Time should be taken to develop a worksheet that defines your specific goals and prioritizes them. Completion of this first step is absolutely critical to ensure a successful outcome.
Once your goals and objectives are established, you must ask how to position yourself to accomplish these objectives.
CREATING A ROAD MAP
The first steps taken to achieve objectives often involve the factors of location, new construction versus existing construction, square footage required, and lease versus own. If you are considering renovating existing office space, you must ask whether this will satisfy your stated objectives. Can you work within the existing space limitations or acquire adjacent square footage? Can you achieve better office efficiency and patient flow? Are you satisfied with current parking and neighboring businesses? Are the expenditures of renovation offset by the gains made in personal satisfaction? What is the projected downtime for the renovation, and how will that impact your cash flow and referrals?
If you are relocating versus renovating, you must gather demographic information about suitable options. Much information can be obtained from local governmental agencies and community organizations. Information regarding population growth, age of residents, and income statistics should be considered in addition to zoning regulations, projected highway development, trends in new building construction, and availability or occupancy of office space. Certainly, the potential referral sources in the geographic area should be considered. Once this information is obtained, you must see how it fits with the objectives you have set.

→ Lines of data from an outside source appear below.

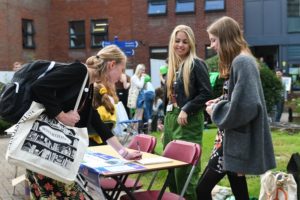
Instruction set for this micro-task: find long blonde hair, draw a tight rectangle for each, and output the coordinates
[167,25,198,97]
[86,45,127,109]
[134,64,146,78]
[207,16,252,78]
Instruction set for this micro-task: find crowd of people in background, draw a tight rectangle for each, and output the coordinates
[5,14,283,200]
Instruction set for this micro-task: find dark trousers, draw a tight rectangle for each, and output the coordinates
[196,167,249,200]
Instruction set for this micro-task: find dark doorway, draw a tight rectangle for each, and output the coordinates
[250,46,279,70]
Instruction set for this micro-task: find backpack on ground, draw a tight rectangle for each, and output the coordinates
[0,60,80,123]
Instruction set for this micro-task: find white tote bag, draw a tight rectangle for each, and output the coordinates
[6,76,88,184]
[259,171,297,200]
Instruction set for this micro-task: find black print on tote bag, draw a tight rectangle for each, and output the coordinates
[21,114,79,169]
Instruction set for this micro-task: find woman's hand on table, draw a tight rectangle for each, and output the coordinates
[123,151,142,160]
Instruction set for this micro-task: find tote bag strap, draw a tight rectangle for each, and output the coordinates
[74,72,89,111]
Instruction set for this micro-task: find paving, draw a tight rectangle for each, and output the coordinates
[0,113,288,200]
[0,137,25,200]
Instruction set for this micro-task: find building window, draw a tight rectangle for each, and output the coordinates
[205,0,225,11]
[287,0,300,33]
[69,21,85,49]
[22,19,35,49]
[91,20,108,47]
[205,45,217,59]
[148,0,167,15]
[176,0,195,13]
[150,47,168,60]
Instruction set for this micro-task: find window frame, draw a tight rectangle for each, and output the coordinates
[147,0,168,16]
[90,19,109,48]
[22,19,36,49]
[204,0,226,12]
[286,0,300,33]
[175,0,196,14]
[69,20,86,49]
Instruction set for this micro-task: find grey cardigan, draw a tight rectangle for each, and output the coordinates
[212,55,276,174]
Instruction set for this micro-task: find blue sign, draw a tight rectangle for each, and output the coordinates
[122,49,134,56]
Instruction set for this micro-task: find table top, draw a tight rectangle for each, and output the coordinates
[79,145,188,177]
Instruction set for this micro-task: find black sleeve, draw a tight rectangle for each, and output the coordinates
[182,59,212,114]
[90,109,114,141]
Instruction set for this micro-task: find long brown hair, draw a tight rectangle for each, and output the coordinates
[207,16,251,78]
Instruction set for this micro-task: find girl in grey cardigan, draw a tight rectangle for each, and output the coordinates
[197,17,276,200]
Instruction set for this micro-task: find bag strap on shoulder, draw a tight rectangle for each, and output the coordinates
[37,61,55,79]
[74,72,89,111]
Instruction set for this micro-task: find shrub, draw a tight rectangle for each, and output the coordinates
[205,55,283,113]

The decision to lease or to own your office space must be considered. This is perhaps most impacted by the current amount of funding available to you and by your short- and long-term goals. Advantages and disadvantages of each should be enumerated. Input from your CPA, lawyer, and financial advisor should be sought. Legal advice with regard to lease negotiations should be used.

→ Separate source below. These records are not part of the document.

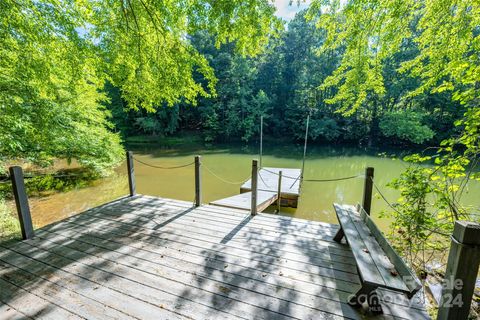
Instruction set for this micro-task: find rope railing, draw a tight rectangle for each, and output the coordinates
[133,157,195,170]
[0,173,93,183]
[262,168,365,182]
[202,163,250,185]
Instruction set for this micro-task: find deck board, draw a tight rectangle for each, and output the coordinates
[0,196,428,319]
[210,190,278,212]
[241,167,302,197]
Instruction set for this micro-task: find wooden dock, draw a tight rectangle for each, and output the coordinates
[0,195,429,320]
[240,167,302,208]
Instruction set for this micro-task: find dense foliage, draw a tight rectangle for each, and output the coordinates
[109,12,464,149]
[0,0,278,172]
[308,0,480,268]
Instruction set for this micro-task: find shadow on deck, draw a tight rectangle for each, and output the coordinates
[0,196,428,319]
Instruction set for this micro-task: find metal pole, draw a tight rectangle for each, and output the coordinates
[251,160,258,216]
[127,151,137,197]
[195,156,202,207]
[301,114,310,180]
[8,166,35,240]
[362,167,375,215]
[260,116,263,168]
[277,170,282,212]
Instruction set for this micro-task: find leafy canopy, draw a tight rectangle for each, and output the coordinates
[0,0,279,170]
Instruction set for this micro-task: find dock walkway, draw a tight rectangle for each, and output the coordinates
[0,196,428,320]
[210,167,301,212]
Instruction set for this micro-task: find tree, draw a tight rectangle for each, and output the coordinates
[0,0,278,171]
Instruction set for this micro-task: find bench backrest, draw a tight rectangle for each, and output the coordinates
[357,205,422,295]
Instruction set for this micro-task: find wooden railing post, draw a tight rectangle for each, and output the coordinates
[9,166,35,240]
[251,160,258,216]
[195,156,202,207]
[127,151,137,197]
[277,170,282,212]
[437,221,480,320]
[362,167,374,215]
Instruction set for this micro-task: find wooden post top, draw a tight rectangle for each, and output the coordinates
[452,221,480,246]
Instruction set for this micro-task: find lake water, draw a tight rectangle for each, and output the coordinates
[26,142,480,230]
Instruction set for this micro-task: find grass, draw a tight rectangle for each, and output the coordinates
[0,199,21,242]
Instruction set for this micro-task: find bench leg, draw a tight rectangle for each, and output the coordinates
[333,227,345,243]
[348,285,383,314]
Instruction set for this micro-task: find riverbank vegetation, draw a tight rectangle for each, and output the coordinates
[0,0,480,310]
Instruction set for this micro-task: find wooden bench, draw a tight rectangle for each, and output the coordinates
[334,204,422,313]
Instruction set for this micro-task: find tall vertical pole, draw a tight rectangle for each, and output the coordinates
[260,116,263,168]
[437,221,480,320]
[195,156,202,207]
[277,170,282,212]
[251,160,258,216]
[300,114,310,182]
[8,166,35,240]
[362,167,374,215]
[127,151,137,197]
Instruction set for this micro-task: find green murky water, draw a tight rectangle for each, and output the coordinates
[27,143,480,229]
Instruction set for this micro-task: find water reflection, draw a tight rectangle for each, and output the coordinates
[25,144,480,229]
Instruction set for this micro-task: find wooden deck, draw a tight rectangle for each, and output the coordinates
[0,196,428,320]
[210,191,278,212]
[240,167,302,208]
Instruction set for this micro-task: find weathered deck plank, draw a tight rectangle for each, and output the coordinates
[0,196,428,319]
[241,167,301,197]
[210,190,278,212]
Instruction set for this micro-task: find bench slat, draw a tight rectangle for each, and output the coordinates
[359,206,422,294]
[333,203,387,287]
[343,205,410,293]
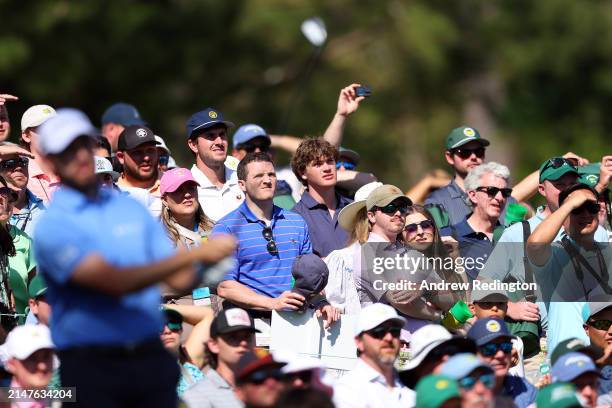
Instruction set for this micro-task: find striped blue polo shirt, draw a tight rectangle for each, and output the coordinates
[211,201,312,297]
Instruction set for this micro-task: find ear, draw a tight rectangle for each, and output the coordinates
[187,138,198,154]
[368,211,376,224]
[444,150,455,166]
[468,190,476,206]
[206,337,219,354]
[115,150,125,164]
[238,180,246,194]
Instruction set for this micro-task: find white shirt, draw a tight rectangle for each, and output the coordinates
[191,156,244,222]
[334,359,416,408]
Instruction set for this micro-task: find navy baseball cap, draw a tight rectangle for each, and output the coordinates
[102,102,147,126]
[291,254,329,298]
[468,317,514,347]
[232,123,270,148]
[187,108,235,138]
[551,351,599,382]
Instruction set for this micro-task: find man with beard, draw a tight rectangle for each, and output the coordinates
[451,162,512,280]
[187,108,244,222]
[184,308,258,408]
[0,154,45,238]
[117,125,161,216]
[467,317,537,408]
[334,303,416,408]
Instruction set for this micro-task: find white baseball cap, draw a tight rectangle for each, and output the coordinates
[38,108,95,155]
[21,105,56,132]
[355,303,406,337]
[94,156,120,181]
[1,324,55,360]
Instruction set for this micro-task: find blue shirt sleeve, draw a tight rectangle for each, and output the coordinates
[34,218,95,284]
[210,223,240,281]
[300,221,312,255]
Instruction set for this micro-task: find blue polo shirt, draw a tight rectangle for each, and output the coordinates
[293,191,353,258]
[34,187,174,349]
[211,201,312,297]
[451,214,493,281]
[425,178,516,225]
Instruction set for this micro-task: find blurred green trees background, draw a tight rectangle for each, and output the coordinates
[0,0,612,188]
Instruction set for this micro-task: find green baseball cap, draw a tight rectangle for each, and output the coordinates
[416,375,461,408]
[578,163,601,187]
[28,275,47,299]
[446,126,490,150]
[536,382,582,408]
[540,157,578,183]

In conjunction with decisions about location, you need to develop a plan addressing what you require in square footage. This can be approached by listing each room or component you anticipate, for example, waiting room, business office, operatories, etc., and then list a projected size in square footage for each room. Included must be hallways, wall build-out requirements, and mechanical room requirements. You must also allow for handicapped square footage and code requirements for your particular location.
At this point, you should be able to arrive at an approximate amount of square footage required to satisfy your current and future objectives for your practice. How does this figure work with the space available in the locations you are considering? Can you make a match? You must also ask if it fits in with certain requirements you might have. For example, northern natural light, the need for a separate personnel entrance, and a separate patient exit different from the reception room entrance and exit. Have you included adequate storage facilities, or does the building have a basement?

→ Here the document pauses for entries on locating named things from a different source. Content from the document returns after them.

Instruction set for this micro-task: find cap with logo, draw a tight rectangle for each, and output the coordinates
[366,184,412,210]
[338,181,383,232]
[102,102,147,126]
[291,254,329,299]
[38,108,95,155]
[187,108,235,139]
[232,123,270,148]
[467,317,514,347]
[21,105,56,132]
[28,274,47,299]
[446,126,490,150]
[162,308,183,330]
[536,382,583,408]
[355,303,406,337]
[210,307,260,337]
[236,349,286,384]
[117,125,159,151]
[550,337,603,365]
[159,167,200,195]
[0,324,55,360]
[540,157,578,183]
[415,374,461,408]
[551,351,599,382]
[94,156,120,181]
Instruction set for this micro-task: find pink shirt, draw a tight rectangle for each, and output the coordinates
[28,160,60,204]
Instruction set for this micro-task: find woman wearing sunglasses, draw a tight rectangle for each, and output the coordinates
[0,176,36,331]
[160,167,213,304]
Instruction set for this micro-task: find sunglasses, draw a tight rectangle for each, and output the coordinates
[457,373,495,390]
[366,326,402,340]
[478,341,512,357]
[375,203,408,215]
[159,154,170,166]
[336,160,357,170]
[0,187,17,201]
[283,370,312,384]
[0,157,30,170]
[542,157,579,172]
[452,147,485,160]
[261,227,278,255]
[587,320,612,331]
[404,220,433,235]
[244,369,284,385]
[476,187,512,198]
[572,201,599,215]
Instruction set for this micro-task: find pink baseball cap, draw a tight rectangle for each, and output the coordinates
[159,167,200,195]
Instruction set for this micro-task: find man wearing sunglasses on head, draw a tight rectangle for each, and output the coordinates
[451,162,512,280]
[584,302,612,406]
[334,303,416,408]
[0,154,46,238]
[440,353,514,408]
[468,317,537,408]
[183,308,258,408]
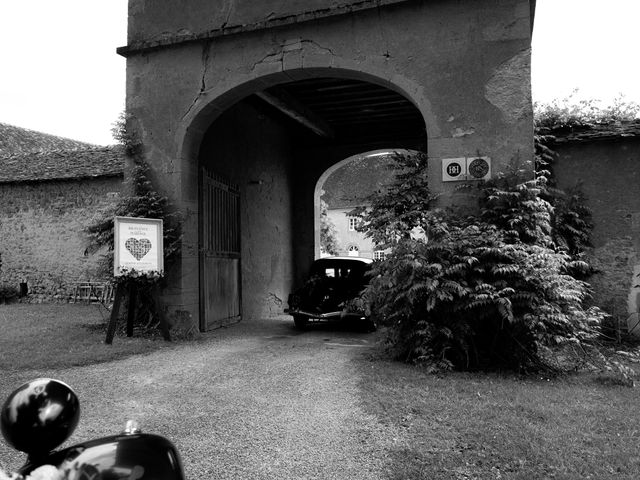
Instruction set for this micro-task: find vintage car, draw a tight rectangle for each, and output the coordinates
[285,257,376,331]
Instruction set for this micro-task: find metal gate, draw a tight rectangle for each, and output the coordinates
[200,168,241,331]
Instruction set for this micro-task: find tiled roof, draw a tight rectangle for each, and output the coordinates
[322,156,396,208]
[0,123,95,158]
[538,119,640,143]
[0,145,125,183]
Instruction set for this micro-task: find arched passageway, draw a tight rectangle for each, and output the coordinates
[314,148,419,259]
[194,71,426,330]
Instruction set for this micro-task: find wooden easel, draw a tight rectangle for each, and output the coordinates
[104,283,171,345]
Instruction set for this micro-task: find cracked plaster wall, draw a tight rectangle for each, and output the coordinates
[127,0,533,324]
[553,138,640,335]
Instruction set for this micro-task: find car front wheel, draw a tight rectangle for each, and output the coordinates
[293,315,309,330]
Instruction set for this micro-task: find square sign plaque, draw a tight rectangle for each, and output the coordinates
[113,217,164,277]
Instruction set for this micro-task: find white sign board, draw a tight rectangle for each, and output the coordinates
[442,157,491,182]
[113,217,164,277]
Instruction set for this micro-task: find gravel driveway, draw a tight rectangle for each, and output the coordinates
[5,318,398,480]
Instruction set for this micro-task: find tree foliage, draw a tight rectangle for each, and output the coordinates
[361,153,604,370]
[320,200,338,255]
[534,90,640,129]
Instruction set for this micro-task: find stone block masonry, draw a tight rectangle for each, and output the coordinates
[0,175,122,301]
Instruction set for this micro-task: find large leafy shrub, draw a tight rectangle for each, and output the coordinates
[361,153,603,370]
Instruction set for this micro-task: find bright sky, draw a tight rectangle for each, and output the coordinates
[0,0,640,144]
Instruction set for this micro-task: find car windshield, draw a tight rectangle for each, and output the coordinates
[311,260,369,282]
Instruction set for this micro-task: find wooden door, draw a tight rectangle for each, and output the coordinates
[200,168,241,331]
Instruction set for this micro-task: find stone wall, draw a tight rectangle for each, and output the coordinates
[554,138,640,334]
[0,176,122,300]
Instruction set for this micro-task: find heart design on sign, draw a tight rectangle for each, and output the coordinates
[124,238,151,260]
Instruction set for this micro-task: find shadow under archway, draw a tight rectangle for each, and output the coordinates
[190,71,426,330]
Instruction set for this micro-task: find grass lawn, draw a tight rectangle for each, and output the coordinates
[0,304,178,373]
[359,359,640,480]
[0,304,640,480]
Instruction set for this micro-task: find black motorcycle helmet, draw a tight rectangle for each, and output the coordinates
[0,378,184,480]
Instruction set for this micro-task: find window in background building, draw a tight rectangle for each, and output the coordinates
[373,250,385,260]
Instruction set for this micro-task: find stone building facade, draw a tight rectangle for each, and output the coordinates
[0,125,124,300]
[118,0,535,330]
[552,122,640,335]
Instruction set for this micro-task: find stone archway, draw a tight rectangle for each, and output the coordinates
[118,0,535,330]
[181,71,426,328]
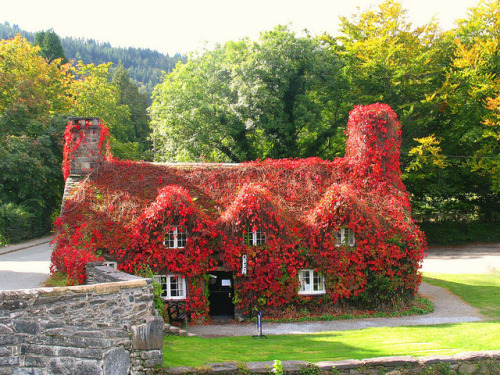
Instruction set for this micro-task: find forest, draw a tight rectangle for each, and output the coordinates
[0,0,500,244]
[0,22,186,97]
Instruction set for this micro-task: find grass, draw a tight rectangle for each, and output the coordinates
[423,272,500,319]
[163,322,500,366]
[163,274,500,367]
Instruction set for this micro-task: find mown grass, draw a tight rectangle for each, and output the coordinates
[163,321,500,366]
[163,274,500,367]
[423,272,500,319]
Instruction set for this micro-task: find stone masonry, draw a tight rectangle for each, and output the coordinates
[0,267,163,375]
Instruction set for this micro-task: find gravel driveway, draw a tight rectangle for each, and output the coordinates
[188,244,500,337]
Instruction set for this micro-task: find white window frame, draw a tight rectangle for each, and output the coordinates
[153,273,186,300]
[102,260,118,270]
[335,227,356,247]
[163,226,188,249]
[245,228,267,246]
[299,269,326,295]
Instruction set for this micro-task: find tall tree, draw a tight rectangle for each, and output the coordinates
[151,26,347,162]
[0,35,71,126]
[0,36,71,244]
[112,64,151,158]
[323,0,449,150]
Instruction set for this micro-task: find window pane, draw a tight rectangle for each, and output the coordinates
[254,229,266,245]
[177,228,187,247]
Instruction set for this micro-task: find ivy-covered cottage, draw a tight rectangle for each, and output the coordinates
[52,104,425,319]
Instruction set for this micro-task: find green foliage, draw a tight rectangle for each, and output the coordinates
[111,64,152,160]
[34,29,68,64]
[151,26,347,162]
[0,22,186,96]
[0,201,34,246]
[0,114,65,243]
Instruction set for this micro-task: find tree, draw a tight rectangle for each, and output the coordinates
[71,61,134,157]
[323,0,448,151]
[151,26,347,162]
[0,35,71,125]
[112,65,152,159]
[34,29,68,64]
[410,1,500,221]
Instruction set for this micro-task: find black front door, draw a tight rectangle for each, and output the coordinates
[208,271,234,318]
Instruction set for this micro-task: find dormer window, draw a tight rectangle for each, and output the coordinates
[163,226,188,249]
[245,228,266,246]
[335,227,356,247]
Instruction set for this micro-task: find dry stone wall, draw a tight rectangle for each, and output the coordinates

FINANCIAL PROJECTIONS AND FEASIBILITY
As you combine thinking about location and overall square footage requirements, you must add financial projections to the mix. Financial projections will include cost per square foot, property taxes, common area maintenance costs, utilities, equipment costs, surgical supplies, business office equipment, and office furniture. It is usually possible to obtain an estimate of build-out cost per square foot for your geographic area. A good source for this information is your local dental-surgical equipment supplier or salesperson. Other sources are local builders and lending officers from local banks. Equipment and surgical supply cost can be obtained from your local suppliers. You should ask several vendors to supply you with competitive bids for your business. The same should be done with suppliers of office furniture and office equipment.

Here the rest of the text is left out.